La Selección de Irán atraviesa una crisis logística y política a menos de un mes del inicio de la Copa del Mundo 2026. Ningún integrante del plantel ha recibido el visado necesario para ingresar a los Estados Unidos, sede de sus tres partidos de la primera ronda.
Las tensiones diplomáticas entre Teherán y Washington, sumadas a las restricciones por posibles vínculos de algunos jugadores con el Cuerpo de la Guardia Revolucionaria Islámica (IRGC), han ralentizado el proceso y generado alarma en la federación iraní.

Irán solicita intervención de FIFA
La Federación Iraní de Futbol presentó a la FIFA una lista de diez condiciones para garantizar su participación en el torneo. Entre ellas destacan la entrega de visados sin restricciones para jugadores y cuerpo técnico, medidas de seguridad reforzadas y respeto al himno y la bandera nacional.
El presidente de la federación, Mehdi Taj, declaró que “nadie ha recibido el visado” y advirtió que la incertidumbre aumenta conforme se acerca el inicio del torneo.
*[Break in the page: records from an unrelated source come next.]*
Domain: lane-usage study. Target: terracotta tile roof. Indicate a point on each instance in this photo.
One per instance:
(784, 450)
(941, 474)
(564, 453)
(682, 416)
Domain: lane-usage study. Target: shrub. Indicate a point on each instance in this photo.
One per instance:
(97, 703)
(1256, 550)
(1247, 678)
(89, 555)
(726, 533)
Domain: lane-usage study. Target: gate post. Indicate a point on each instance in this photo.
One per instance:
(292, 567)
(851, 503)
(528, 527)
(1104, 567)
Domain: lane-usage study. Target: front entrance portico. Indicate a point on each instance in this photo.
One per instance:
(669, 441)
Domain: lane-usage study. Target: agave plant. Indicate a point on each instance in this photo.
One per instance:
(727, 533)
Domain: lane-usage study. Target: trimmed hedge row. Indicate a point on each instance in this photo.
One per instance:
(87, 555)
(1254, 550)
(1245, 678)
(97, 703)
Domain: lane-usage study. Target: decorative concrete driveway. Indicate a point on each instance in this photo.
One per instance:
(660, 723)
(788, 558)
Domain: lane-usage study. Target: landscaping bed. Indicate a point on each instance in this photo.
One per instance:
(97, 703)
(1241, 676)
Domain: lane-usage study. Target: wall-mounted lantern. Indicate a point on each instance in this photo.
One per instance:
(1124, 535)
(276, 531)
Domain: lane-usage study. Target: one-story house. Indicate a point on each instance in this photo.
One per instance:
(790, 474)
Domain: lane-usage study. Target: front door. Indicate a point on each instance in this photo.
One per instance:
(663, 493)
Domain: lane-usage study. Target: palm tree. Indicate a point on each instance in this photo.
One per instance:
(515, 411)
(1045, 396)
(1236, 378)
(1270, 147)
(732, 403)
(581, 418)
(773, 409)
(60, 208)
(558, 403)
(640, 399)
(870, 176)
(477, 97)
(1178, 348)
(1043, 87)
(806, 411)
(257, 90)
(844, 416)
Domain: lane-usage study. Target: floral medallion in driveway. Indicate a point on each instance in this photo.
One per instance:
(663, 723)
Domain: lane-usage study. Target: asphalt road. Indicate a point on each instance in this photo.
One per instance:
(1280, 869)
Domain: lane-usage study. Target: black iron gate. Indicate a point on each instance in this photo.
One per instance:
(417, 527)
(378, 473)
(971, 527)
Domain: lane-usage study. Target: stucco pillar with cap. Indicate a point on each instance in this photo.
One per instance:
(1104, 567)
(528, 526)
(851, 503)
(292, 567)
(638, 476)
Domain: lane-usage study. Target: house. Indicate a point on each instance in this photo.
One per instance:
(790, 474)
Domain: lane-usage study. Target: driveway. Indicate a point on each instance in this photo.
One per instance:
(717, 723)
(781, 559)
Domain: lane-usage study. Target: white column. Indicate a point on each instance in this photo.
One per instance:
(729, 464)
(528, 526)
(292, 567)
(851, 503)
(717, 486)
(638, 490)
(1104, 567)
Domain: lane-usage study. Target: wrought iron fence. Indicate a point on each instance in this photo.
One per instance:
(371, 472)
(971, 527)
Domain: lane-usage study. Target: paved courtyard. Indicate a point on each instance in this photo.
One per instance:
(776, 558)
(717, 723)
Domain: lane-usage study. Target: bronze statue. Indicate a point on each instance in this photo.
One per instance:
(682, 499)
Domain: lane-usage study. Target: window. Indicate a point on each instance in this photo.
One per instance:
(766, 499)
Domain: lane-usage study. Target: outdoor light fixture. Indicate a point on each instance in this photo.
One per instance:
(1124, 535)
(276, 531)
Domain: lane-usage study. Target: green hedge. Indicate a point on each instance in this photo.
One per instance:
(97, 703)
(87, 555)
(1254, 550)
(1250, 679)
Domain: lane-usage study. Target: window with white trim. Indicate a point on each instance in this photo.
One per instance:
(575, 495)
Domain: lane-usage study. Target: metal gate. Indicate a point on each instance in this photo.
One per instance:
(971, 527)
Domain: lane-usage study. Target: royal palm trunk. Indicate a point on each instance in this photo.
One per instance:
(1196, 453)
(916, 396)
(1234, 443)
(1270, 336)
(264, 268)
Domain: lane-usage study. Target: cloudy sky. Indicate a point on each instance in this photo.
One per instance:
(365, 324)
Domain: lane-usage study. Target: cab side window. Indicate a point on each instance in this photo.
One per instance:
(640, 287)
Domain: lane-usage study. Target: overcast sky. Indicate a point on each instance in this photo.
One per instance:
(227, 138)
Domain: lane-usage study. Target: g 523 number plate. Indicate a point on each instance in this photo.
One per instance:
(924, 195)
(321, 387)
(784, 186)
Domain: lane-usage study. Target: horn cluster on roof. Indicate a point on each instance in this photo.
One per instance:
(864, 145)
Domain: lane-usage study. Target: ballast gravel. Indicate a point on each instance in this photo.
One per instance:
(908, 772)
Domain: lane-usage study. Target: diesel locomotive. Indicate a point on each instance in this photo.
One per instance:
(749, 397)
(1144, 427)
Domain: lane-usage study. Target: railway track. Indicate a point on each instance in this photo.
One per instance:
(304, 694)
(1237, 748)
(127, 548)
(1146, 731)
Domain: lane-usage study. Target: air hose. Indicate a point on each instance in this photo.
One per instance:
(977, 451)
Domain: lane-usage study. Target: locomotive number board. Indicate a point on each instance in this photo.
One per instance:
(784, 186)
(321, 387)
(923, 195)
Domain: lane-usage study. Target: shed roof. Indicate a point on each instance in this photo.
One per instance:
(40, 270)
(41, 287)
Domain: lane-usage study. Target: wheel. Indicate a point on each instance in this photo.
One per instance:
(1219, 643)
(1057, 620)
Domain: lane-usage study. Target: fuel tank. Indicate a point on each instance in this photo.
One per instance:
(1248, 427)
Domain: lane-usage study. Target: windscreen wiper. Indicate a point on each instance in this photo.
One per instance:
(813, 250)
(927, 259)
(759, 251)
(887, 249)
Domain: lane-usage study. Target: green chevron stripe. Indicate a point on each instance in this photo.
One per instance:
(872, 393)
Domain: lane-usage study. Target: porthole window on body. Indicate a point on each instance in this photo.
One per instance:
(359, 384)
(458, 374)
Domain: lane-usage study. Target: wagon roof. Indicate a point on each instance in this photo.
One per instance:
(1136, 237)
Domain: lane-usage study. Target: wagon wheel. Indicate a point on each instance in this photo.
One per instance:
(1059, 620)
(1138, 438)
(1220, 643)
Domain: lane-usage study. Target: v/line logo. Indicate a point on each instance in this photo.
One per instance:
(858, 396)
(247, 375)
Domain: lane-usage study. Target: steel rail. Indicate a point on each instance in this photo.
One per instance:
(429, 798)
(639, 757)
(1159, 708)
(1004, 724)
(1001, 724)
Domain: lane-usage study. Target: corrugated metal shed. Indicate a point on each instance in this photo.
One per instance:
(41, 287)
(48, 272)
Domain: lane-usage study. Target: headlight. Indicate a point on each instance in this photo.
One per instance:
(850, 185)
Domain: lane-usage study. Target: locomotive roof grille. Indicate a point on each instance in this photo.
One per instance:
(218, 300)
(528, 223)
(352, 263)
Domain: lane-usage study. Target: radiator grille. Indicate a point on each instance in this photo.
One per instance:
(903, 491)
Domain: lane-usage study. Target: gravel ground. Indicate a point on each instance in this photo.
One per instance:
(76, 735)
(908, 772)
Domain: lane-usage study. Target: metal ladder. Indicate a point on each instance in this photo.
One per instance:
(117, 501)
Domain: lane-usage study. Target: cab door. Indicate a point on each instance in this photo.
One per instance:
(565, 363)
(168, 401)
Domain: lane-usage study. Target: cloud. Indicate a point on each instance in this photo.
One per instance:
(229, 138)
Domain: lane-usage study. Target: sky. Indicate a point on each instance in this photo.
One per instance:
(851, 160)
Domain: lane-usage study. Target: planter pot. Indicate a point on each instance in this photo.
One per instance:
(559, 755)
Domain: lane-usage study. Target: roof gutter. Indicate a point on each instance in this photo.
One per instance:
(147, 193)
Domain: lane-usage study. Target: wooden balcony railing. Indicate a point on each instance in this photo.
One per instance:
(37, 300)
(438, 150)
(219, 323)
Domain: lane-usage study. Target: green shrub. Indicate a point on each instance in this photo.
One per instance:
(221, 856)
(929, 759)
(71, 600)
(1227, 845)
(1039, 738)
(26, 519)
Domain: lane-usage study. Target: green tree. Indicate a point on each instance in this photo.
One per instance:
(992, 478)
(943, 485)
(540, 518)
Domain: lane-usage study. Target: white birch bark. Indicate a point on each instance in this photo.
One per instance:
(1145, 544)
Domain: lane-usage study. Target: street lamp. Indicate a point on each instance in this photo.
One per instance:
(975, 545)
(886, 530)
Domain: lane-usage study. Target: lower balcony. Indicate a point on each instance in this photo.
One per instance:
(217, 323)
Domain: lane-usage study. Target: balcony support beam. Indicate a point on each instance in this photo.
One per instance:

Incluso recordó que semanas atrás se sugirió trasladar los partidos a México, propuesta que fue rechazada por FIFA.
Irán jugará bajo condiciones especiales
A pesar de la crisis, la federación iraní confirmó que el equipo participará en el Mundial. “Irán participará sin duda en el Mundial”, aseguró Taj, aunque subrayó que no renunciarán a sus creencias y convicciones culturales.
La FIFA ha señalado que trabaja para facilitar la participación de todas las selecciones clasificadas, pero aclaró que el control final de las visas corresponde a las autoridades migratorias de Estados Unidos.

Posición de Estados Unidos
El secretario de Estado, Marco Rubio, declaró que los futbolistas iraníes serían bienvenidos, aunque advirtió que podrían existir restricciones para aquellos con vínculos con el IRGC.